The XAML that you write in your SL application are displayed using CPU. They are all formulas that are calculated and rendered by CPU. When you instruct SL to use GPU we call that as GPU acceleration. Why “acceleration”, I don’t know. Probably “assisted” would have been better term.  

Mechanism:  

It is simple. You specify the UI elements that you want to display using GPU by adding the attribute CacheMode=”Bitmap”. Now all the UI elements are represented in form of object tree in Silverlight. Silverlight does the calculation to create the object tree and forms a bitmap for that object tree. Then, Silverlight gives this bitmap to GPU to display it and keeps it cached. Now, when the application screen refreshes, that part of the screen that you specified to be displayed by GPU is simply rendered by GPU and the rest part of the UI is rendered by SL using CPU. As a result, we are using less CPU and improving performance. Even if you are performing some animations like scaling, changing opacity etc. these are done by GPU and not by CPU.  

Why not Always?
This seems interesting so why not do it always using GPU? Few reasons (not in order of any priority):  

· There are some animations that GPU cannot assist (like changing perspective (3D), animating on each pixel such as pixel shader effects). There is no point in using GPU acceleration in such scenarios.  

· If the GPU has less memory and if the memory required by Silverlight is large, Silverlight falls back to CPU mode and you will hit performance. Also there is no way to query memory available in GPU from Silverlight code. However you can query other details like GPU vendor, driver version etc. through Analytics.GpuCollection structure.  
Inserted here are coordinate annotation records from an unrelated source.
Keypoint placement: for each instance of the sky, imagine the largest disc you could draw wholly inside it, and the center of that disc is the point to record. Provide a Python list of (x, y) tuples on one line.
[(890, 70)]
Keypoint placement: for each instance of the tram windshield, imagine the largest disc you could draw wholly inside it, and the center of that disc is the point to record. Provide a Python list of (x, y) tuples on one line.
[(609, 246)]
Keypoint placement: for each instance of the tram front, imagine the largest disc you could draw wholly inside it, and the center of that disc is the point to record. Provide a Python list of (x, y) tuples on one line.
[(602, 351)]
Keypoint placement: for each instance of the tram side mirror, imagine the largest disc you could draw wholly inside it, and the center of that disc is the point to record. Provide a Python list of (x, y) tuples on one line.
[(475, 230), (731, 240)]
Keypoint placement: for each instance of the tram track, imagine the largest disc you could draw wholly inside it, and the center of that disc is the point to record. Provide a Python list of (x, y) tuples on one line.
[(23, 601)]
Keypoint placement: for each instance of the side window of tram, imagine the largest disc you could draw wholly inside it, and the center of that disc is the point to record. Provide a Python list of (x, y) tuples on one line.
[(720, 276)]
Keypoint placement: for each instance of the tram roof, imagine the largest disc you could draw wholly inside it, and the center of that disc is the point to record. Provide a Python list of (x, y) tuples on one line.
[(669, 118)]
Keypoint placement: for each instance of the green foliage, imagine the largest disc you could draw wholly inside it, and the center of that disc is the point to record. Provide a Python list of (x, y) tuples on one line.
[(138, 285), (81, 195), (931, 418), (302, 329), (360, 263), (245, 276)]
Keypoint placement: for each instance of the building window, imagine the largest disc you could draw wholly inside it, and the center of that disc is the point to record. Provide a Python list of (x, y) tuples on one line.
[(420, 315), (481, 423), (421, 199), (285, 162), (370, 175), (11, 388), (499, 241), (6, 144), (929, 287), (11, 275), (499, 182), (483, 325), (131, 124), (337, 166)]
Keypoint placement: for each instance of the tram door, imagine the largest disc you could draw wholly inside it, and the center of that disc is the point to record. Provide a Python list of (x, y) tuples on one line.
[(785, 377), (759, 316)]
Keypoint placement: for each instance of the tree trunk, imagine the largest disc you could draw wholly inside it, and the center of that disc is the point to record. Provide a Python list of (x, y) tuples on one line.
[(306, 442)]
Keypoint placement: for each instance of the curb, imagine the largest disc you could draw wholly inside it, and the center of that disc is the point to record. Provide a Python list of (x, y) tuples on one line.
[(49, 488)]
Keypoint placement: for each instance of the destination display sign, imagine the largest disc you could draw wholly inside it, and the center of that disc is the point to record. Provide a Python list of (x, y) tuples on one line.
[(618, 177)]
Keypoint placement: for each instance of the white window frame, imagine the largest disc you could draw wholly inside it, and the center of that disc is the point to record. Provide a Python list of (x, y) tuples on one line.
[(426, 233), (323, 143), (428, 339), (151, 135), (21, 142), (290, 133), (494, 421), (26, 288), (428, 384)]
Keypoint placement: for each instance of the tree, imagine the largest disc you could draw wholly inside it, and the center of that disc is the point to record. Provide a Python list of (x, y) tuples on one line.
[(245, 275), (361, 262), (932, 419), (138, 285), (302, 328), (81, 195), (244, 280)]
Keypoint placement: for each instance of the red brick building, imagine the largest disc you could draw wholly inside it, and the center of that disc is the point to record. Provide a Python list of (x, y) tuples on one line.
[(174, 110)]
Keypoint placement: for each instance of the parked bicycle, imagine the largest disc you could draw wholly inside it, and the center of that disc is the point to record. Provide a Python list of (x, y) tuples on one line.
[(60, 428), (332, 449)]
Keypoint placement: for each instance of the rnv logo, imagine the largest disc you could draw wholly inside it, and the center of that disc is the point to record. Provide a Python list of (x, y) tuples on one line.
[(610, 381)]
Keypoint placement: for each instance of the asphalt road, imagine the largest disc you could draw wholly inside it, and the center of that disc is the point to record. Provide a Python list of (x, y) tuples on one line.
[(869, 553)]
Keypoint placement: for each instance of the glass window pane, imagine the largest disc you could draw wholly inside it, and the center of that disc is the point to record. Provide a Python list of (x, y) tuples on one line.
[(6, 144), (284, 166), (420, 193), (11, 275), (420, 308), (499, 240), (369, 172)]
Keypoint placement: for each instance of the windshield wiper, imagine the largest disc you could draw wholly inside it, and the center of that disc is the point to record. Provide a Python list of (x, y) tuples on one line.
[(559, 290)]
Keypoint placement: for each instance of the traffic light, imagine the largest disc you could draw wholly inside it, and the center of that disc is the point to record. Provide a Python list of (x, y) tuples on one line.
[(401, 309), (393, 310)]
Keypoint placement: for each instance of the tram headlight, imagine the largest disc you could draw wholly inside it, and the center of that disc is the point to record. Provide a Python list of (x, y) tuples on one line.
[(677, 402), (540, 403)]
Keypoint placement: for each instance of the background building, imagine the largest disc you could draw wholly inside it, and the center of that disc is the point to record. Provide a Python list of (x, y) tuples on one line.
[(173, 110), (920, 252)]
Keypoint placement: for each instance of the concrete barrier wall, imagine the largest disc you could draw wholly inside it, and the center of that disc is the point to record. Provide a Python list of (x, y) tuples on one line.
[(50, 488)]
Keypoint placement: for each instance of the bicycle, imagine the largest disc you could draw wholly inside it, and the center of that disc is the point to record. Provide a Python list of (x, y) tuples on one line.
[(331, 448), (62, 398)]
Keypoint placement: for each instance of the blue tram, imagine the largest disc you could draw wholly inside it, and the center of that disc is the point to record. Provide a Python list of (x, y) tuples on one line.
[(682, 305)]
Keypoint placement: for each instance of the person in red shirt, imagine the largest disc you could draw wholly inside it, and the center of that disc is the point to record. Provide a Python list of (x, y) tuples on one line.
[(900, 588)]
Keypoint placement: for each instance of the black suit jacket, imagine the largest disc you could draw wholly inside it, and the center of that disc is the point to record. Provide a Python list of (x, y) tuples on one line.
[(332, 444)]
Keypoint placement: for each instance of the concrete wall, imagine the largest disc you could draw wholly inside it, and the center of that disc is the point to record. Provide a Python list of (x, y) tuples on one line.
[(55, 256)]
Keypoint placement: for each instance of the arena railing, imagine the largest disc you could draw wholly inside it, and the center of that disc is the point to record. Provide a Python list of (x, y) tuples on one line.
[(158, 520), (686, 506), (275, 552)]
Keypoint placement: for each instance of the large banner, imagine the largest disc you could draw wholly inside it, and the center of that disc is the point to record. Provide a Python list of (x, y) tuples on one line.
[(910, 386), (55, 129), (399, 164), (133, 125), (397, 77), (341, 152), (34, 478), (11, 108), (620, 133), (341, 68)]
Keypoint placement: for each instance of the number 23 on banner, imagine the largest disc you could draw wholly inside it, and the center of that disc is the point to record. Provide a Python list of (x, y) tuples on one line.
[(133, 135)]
· Cache Invalidations: If your UI element is changing a lot and that change cannot be assisted by GPU (another example is changing text of a UI element lie textbox), then cache invalidation happens and we hit on performance.  

Note:

 

You also need to enable the GPU acceleration at plug-in level by setting a parameter as shown below:

<param name="enableGPUAcceleration" value="true" />

Also note that on Mac OSX GPU acceleration works only in full screen mode. Users need to have a DirectX9 (windows) or OpenGL2 (Mac) compatible video card. 

Testing:

You can test the GPU acceleration by adding another parameter to the plug-in as shown below:

<param name="enableCacheVisualization" value="true" />

This parameter shows all GPU accelerated graphics in natural colors while all non GPU accelerated graphics in Red color for testing purpose.

When you test CPU percentage, make sure you use lesser number of cores and more complex graphics to actually see the difference in performance.  

Beware Animation:  

Please make sure that the UI elements for which you have used GPU acceleration are using below animations only and not anything else: 

Scale, Rotate, Changing Opacity, Clipping (only if clip is rectangular). For all other types of animations like 3D, moving, pixel shaders, do not use GPU acceleration.